Capacitance from charge and voltage — sizing a capacitor from Q and V A capacitor stores 2 coulombs of charge when 500 V is applied across its plates. What is its capacitance?

Difficulty: Easy

Correct Answer: 4,000 µF

Explanation:

Introduction / Context:Capacitance quantifies how much charge a device stores per volt.

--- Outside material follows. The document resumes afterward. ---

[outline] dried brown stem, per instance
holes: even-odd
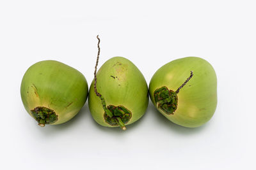
[[[101,94],[98,92],[96,88],[96,84],[97,84],[97,66],[98,66],[98,63],[99,63],[99,58],[100,57],[100,39],[99,38],[99,35],[97,36],[97,38],[98,39],[98,55],[97,55],[97,61],[96,61],[96,65],[95,67],[95,71],[94,71],[94,92],[95,92],[96,95],[99,97],[101,97]]]
[[[183,84],[178,88],[178,89],[177,89],[176,90],[176,93],[178,94],[180,92],[180,90],[181,89],[181,88],[182,88],[184,85],[186,85],[186,84],[188,82],[188,81],[189,81],[190,79],[191,79],[191,78],[193,77],[193,71],[190,71],[190,76],[189,78],[188,78],[188,79],[185,81],[185,82],[183,83]]]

Converting between coulombs, volts, farads, and microfarads is a core skill for power electronics, filtering, and energy-storage calculations.

Given Data / Assumptions:

  • Stored charge Q = 2 C.
  • Applied voltage V = 500 V.
  • Ideal capacitor (no leakage or series resistance considered).

Concept / Approach:Use the defining relation: C = Q / V. Convert the result in farads to microfarads for comparison to options (1 F = 10^6 µF).

Step-by-Step Solution:C = Q / V = 2 / 500 F.C = 0.004 F.Convert to microfarads: 0.004 F * 10^6 µF/F = 4000 µF.

Verification / Alternative check:Back-calc charge: Q = C * V = 0.004 * 500 = 2 C. This matches the given, confirming the size.

Why Other Options Are Wrong:

  • 4 µF and 250 µF: underestimates by factors of 1000 and 16 respectively; would only store millisecond-scale energy at this voltage.
  • 250 F: unrealistically large here; would store Q = 250 * 500 = 125,000 C, not 2 C.

Common Pitfalls:

  • Forgetting to convert F to µF (factor of 10^6).
  • Misplacing decimals when dividing Q by V.